Como vice-presidente relegado a papel decorativo por Jair Bolsonaro, Hamilton Mourão tinha uma responsabilidade no governo anterior: coordenava o Conselho Nacional da Amazônia Legal (CNAL).
O "legal" do nome não se refere ao fato de a floresta ser bacana, nem à necessidade de mantê-la dentro da lei, apenas delimita o território à região de atuação da Superintendência de Desenvolvimento da Amazônia (Sudam).
Nesse papel, Mourão costumava ser cobrado pelo avanço sem freio do desmatamento. Em uma dessas ocasiões, disse que era "culpado" pela situação. Não foi exatamente uma admissão de responsabilidade, mas isso será cobrado do recém-empossado senador pelo Rio Grande do Sul.
Em entrevista à Rádio Gaúcha, Mourão voltou a tratar com ironia - os mais críticos chamariam de cinismo - suas responsabilidades nos cargos. Afirmou que parte dos yanomami apoia o garimpo porque "índio quer celular, índio quer caminhonete". O senador ainda não ajustou sua linguagem para evitar o termo que, para os indígenas, é quase tão pesado quanto "negro" para as pessoas de pele escura nos Estados Unidos.
Celular e caminhonete podem ser importantes para os yanomami. Antes de assegurar esse acesso, porém, autoridades - especialmente as que coordenam o Conselho Nacional da Amazônia Legal - têm o dever de verificar se conseguem obter alimentos e remédios. E se existe liberdade de poder escolher se querem - ou não - celular e caminhonete. Sem comida, assistência médica e liberdade de escolha, não há se pode empregar o verbo "querer".

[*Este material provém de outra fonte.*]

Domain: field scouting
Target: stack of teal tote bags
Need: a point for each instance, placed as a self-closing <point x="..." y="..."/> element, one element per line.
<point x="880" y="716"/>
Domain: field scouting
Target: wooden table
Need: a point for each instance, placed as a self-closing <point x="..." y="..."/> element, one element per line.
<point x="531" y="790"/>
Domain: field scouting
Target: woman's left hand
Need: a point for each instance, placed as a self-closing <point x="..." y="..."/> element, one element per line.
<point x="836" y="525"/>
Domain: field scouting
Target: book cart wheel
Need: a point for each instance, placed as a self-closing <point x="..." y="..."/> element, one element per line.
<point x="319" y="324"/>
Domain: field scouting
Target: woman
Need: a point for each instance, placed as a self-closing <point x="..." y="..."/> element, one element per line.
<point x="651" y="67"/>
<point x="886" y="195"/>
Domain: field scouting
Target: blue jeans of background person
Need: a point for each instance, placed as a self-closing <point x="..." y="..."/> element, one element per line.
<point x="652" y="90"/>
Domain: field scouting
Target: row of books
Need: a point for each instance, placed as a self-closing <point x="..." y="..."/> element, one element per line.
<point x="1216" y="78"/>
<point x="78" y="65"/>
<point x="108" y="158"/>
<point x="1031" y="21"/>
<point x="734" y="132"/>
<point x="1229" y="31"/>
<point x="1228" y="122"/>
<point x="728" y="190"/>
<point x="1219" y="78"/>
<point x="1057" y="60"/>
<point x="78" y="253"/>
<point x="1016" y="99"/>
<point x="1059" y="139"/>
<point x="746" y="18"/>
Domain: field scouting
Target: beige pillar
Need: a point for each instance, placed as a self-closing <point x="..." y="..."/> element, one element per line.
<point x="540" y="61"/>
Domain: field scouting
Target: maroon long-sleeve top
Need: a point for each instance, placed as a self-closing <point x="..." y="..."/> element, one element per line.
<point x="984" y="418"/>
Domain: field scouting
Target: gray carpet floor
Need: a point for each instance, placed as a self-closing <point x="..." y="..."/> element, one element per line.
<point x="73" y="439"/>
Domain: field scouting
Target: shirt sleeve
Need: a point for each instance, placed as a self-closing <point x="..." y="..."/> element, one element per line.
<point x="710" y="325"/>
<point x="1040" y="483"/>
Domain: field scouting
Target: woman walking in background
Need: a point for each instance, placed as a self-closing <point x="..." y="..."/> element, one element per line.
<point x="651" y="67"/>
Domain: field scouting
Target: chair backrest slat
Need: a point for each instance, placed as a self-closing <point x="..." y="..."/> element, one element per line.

A coluna não vai se aprofundar nos relatos de abuso alcoólico e violência sexual contra os yanomami apenas por não ter lugar de fala no tema. Mas Mourão certamente conhece esses relatos. Suas declarações são ainda mais espantosas diante de uma simples constatação, que toda autoridade responsável no Brasil deve ter mente: garimpo em área indígena é proibido. Não importa se rende celular e caminhonete. Simplesmente não deveria estar ali.
Também era tarefa do coordenador do Conselho Nacional da Amazônia Legal (CNAL) impedir que atividades ilegais ocorressem no território legal. Agora que todos sabemos mais sobre o avanço desenfreado do garimpo criminoso, Mourão é um dos muitos que serão cobrados sobre como e por que deixaram isso acontecer. Terá de responder sem ironia. Nem cinismo.